China holds firm as G7 spars over weak yen and yuan Friday, February 09, 2007 2:12:51 PM (GMT-06:00) Provided by: Reuters News For all stories from the meetings in Essen double click [G7/G8]
(Adds China's Jin, German spokesman rectifying yen comment)
By Paul Carrel and Krista Hughes
ESSEN, Germany, Feb 9 (Reuters) - China fended off renewed U.S. pressure over yuan weakness and Japan took the heat from Europe over the yen's slide as finance ministers from the G7 club of wealthy industrial countries met on Friday.
China, invited for a first time to the strategic part of Group of Seven deliberations during a two-day meeting chaired by Germany, said it was doing what it could to make adjustments and was doing so at its own pace.
"According to our plans and our economic ability, we are increasing our yuan exchange rate flexibility, and I think this is now suitable," China central bank chief Zhou Xiaochuan said.
With the yen continuing to trade near record lows against the euro, Japan came under pressure from euro zone countries worried that their exporters stand to lose out disproportionately in world markets.
Germany briefly sowed confusion when Steinbrueck appeared to play down the extent of the yen problem.
Asked if there was evidence that the weak yen was damaging Europe, he told Reuters Television: "No, I don't think so." A Finance Ministry spokesman later said there had been a misunderstanding on the issue. "This is not the minister's position," the spokesman said.
The other European countries in the G7 worried by the yen are France and Italy.
But U.S. Treasury Secretary Henry Paulson gave the Europeans short shrift, reiterating earlier comments that the yen was a currency traded freely in the financial markets, unlike the yuan, which he wanted to see rising faster.
"The yen is market-determined. It's a very broad, liquid market, so it trades in a marketplace based on underlying economic fundaments, period," Paulson told reporters here.
The yen has lost four times as much ground versus the euro than against the dollar in the past year.
Back in Washington, Paulson came under fire for his stand on the yen from a group of U.S. Democrats, two of them from Detroit, heartland of U.S. car manufacturing.

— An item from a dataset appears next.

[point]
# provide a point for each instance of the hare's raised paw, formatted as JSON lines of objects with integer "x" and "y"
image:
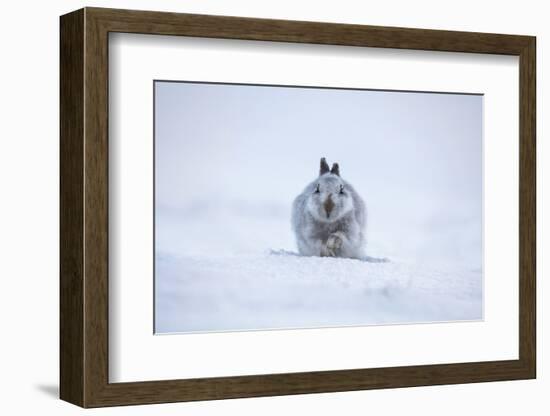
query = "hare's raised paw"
{"x": 334, "y": 244}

"We urge you to press the Japanese government to reverse their weak yen policy through concrete action," the politicians said in a letter to Paulson, which was released to the media.

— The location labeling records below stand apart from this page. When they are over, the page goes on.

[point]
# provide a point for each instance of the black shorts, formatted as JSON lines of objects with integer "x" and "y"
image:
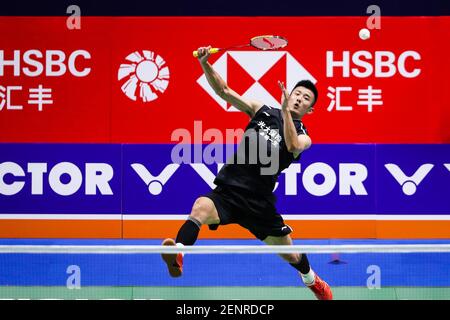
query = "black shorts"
{"x": 255, "y": 213}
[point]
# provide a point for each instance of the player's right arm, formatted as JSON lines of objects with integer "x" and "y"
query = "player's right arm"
{"x": 222, "y": 89}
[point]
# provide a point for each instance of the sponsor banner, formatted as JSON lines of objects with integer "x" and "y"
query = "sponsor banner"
{"x": 47, "y": 179}
{"x": 134, "y": 80}
{"x": 134, "y": 179}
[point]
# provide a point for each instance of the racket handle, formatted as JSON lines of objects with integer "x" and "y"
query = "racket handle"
{"x": 211, "y": 51}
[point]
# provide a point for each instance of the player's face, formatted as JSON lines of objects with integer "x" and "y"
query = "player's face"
{"x": 301, "y": 101}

The G7 talks, which began with a champagne reception and dinner on Friday and run into Saturday, involve ministers and central bankers from the United States, Japan, Germany, France, Britain, Italy and Canada.

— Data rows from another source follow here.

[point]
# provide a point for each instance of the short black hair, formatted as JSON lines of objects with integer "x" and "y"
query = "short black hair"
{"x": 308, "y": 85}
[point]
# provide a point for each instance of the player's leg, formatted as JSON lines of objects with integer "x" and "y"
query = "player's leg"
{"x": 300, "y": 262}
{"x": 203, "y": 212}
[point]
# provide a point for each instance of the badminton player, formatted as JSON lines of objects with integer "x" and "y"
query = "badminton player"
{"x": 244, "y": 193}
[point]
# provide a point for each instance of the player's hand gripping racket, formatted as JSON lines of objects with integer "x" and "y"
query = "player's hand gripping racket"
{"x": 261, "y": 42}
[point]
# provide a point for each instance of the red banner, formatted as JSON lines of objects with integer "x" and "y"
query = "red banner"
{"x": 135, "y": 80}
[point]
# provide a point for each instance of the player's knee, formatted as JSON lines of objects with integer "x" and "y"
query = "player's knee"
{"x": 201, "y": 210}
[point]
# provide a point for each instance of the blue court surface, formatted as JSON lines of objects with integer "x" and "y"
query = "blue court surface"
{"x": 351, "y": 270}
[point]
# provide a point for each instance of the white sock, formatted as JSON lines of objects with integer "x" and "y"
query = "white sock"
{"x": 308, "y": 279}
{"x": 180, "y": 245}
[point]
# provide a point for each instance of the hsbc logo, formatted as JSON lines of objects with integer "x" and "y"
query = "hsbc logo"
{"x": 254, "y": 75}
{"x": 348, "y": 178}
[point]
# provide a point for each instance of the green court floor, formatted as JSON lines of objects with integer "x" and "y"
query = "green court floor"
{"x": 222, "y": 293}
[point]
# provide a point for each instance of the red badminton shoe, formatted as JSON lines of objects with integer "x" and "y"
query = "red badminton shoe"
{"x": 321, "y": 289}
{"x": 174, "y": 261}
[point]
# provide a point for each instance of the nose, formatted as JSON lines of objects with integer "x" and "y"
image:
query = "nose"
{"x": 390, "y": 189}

Defending his corner, Japanese Finance Minister Koji Omi repeated that the yen's value should reflect the fundamentals of the economy, something the Europeans argue is not the case and something U.S. envoy Paulson believes is in fact the case.
Japan's ultra-low interest rates of 0.25 percent have encouraged investors to sell the yen in favour of investments in higher yielding currencies, pushing the Japanese currency to a 21-year low on a real, trade-weighted basis.
The government is worried that interest rates may be raised too fast and before the coffin on nearly a decade of deflation is finally nailed shut.
CHINESE CHECK OUT
Germany invited several emerging market countries to Essen and reserved special treatment for China, the fourth-largest economy in the world now but not a member of the G7 -- a club founded in the 1970s when Communist Party-ruled China was still closed to the outside.
Chinese Finance Minister Jin Renqing discussed currencies with Steinbrueck and the two posed for photographs ahead of the wider gatherings.
Nothing much leaked from the face-to-face meeting, except news that Jin disliked the hotel chosen for VIPs and switched to another one with top-class food, according to a German official.
"They simply said they don't like it," the official, who was speaking on condition of anonymity, said of the first hotel.
Other Essen invitees were Brazil, India, Mexico, Russia and South Africa. Steinbrueck said systematic participation and even membership for those big emerging market players made sense.
A small group of debt campaigners gathered near the meeting place to keep up the pressure on rich countries to deliver on commitments to boost aid to Africa and allot 0.7 percent of gross domestic product to development aid.
For their part the ministers were also due to discuss how they could promote development of capital markets in Africa.
The G7 meeting was also to set to talk about hedge fund transparency and systemic risks such funds may pose.
Loosely policed hedge funds have become a powerful market force, originally catering to the ultra-rich but concern is mounting about increasing links to mainstream banks, mainstays of the global financial system. Their assets have doubled in the United States to more than $1.3 trillion in the last five years.
Steinbrueck said he aimed to draw up a concrete concept for dealing with hedge funds by the end of this year when Germany hands on the stewardship of the G7.
"We are not talking about regulation," Steinbrueck said in the interview with Reuters Television. "We're at the very beginning of that discussion."